The Small Business, Enterprise and Employment Act (the “Act”) became one of the last acts of the current Parliament when it received Royal Assent on 26 March 2015. The Act includes important changes for insolvency practitioners and other participants across the entire restructuring & insolvency market, tucked away amongst a hotchpotch of other subjects (pub code adjudication, childcare and schools and significant changes to company law, to name a few!).
Claims for sale
Perhaps the most interesting change in the Act will allow insolvency practitioners to assign causes of action, including the proceeds of any action, for wrongful and fraudulent trading, preferences, transactions at undervalue and extortionate credit transactions to third parties. Whether a side industry emerges to routinely purchase such claims remains to be seen, but the opportunity for officeholders to obtain and distribute cash more quickly by assigning claims will no doubt be welcomed by creditors. If assignment becomes the norm, we may also see more claims being pursued, and with it the number of successful claims against miscreant directors.
The assignability of claims also adds to the diverse range of assets which can be put up for sale in formal insolvency procedures. Another notable recent example is the sale of a section 75 debt by the pension trustees of Kaupthing, Singer & Friedlander in November 2014.
Simplification
Continuing the movement towards functional parity between administrators and liquidators, administrators will be given the power under the Act to bring wrongful and fraudulent trading actions, a power currently enjoyed only by liquidators. Despite lobbying efforts led by R3, creditors’ meetings will be removed as a default requirement, and other measures will be introduced to simplify the work of IPs:
- abolishing liquidators’ need to obtain sanction for all of the actions listed in Schedule 4 of the Insolvency Act 1986 (which includes paying any class of creditors in full and making any compromise or arrangement with creditors);
- allowing administrators’ terms of office to be extended by 12 months by consent, rather than 6 months currently; and
- accelerating the timeline for striking-off companies (which will take place 2, rather than 3, months after publication in the Gazette).

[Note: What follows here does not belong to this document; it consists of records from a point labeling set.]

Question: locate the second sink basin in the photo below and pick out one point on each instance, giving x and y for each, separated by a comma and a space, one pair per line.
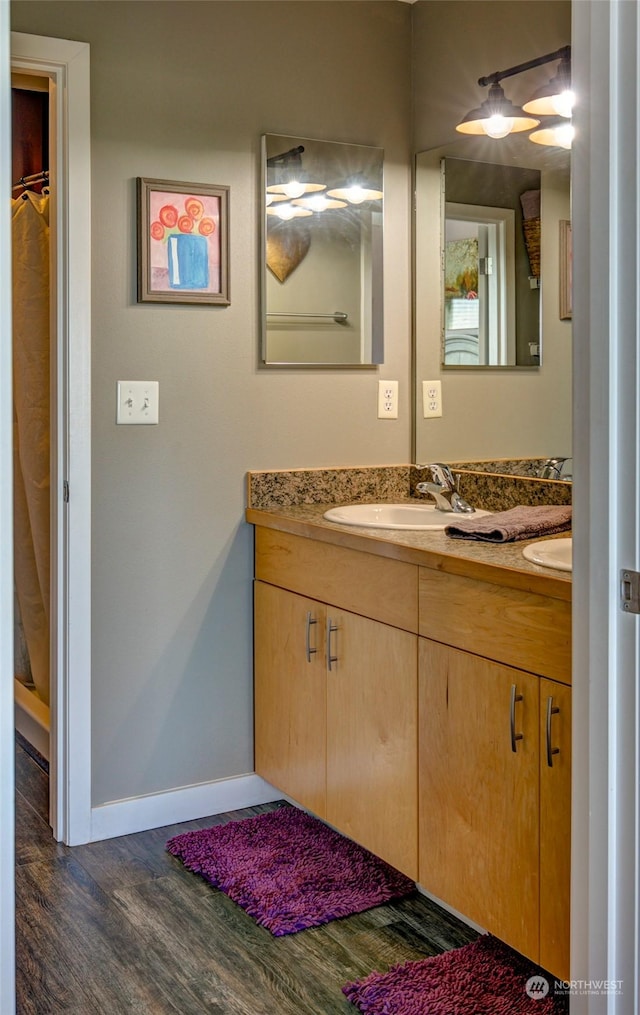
402, 516
551, 553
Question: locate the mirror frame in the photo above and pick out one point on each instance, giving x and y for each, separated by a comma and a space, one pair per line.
370, 295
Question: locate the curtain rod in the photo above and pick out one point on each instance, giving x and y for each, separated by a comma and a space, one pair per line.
36, 178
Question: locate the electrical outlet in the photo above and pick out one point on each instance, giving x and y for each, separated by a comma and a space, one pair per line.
137, 402
387, 400
431, 399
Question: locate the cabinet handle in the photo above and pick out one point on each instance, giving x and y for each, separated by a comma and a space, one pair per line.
551, 711
514, 736
331, 628
307, 636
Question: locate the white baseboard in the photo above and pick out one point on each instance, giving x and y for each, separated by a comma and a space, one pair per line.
123, 817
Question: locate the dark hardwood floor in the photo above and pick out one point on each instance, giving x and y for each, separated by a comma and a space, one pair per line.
120, 927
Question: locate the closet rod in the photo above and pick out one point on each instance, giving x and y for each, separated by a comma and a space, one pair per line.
36, 178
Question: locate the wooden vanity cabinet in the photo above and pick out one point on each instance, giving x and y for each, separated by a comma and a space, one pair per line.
290, 696
426, 715
555, 826
479, 801
494, 815
336, 691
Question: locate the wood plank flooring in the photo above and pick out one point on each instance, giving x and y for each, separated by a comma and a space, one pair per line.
120, 927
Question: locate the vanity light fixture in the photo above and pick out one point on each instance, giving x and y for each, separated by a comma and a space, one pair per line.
317, 202
556, 97
272, 198
355, 193
497, 116
286, 211
292, 182
558, 133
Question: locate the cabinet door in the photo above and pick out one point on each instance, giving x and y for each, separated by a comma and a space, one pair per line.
290, 700
479, 798
555, 818
371, 737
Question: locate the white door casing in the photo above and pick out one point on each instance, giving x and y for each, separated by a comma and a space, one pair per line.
606, 197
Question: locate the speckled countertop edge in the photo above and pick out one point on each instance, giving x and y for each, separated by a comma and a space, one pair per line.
489, 490
430, 548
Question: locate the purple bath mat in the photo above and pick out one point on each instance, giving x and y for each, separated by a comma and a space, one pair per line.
288, 870
484, 977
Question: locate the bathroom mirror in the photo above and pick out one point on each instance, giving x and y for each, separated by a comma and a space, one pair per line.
510, 411
490, 238
322, 249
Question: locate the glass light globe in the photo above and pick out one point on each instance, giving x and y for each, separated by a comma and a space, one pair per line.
293, 189
564, 103
498, 126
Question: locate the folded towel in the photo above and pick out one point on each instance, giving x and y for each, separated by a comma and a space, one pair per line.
517, 523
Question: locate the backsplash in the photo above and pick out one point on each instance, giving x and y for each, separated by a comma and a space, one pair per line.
327, 486
482, 487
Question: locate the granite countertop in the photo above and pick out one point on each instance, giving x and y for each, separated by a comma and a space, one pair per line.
500, 563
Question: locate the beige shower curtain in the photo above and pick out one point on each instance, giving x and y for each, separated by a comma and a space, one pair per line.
31, 427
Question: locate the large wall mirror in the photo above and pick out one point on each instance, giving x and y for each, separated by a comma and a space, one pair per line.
322, 290
490, 238
488, 323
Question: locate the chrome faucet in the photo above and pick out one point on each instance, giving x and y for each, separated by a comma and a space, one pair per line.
554, 468
442, 489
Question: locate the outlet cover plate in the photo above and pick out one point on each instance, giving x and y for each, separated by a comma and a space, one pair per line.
137, 402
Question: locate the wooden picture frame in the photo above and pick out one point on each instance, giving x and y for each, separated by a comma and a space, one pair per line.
183, 243
566, 271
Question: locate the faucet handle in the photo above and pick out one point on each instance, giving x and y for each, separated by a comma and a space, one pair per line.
442, 475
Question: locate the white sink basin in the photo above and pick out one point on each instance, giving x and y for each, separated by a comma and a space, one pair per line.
551, 553
403, 516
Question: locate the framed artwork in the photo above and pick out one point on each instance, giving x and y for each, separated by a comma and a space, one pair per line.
183, 243
566, 271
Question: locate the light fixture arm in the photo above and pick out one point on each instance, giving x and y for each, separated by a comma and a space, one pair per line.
287, 157
562, 54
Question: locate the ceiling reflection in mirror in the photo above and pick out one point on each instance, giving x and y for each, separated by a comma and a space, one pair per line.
322, 253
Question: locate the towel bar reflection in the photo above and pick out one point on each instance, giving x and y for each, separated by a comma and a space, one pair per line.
338, 316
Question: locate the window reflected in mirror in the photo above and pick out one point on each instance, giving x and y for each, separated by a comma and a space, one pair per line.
491, 226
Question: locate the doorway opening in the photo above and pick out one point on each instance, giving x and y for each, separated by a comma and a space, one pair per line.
33, 431
61, 69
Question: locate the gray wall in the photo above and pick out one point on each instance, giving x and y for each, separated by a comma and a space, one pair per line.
184, 90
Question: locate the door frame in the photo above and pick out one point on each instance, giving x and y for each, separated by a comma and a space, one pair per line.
7, 784
66, 64
606, 756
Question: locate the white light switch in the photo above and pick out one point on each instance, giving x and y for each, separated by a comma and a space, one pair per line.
137, 402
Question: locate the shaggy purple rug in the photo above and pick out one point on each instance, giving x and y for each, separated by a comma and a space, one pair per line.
484, 977
288, 870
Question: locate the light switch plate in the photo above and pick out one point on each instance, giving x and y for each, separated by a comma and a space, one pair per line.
137, 402
387, 399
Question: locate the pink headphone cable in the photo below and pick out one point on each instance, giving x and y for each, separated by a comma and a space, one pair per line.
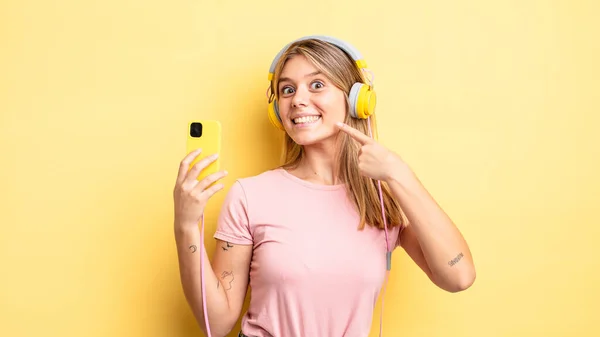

Directors’ disqualification
In addition, the regime for directors’ disqualification is being expanded:
- misconduct abroad will now be capable of leading to disqualification in the UK;
- persons instructing unfit directors may themselves be subject to disqualification;
- there will be 3 years post-insolvency to bring disqualification proceedings (rather than 2 years currently); and
- directors will be required to compensate creditors, individually or as a class, who have suffered loss as a result of their misconduct.
Pre-packs
Following recommendations by the Graham Review into Pre-pack Administration in June 2014, the Act gives the Secretary of State a reserve power to introduce regulations prohibiting or restricting sales by administrators to connected persons. As ever the devil is in the detail: the definition of “connected persons” in the Act is broader than that in the Insolvency Act 1986 and will capture companies with any shared directors, even when there has been a gap between the resignation from one company and the appointment to the board of another.
Enactment
The Department for Business, Innovation & Skills has indicated that the Act will be implemented in phases, with the measures set out above beginning in May 2015, and full enactment by April 2016.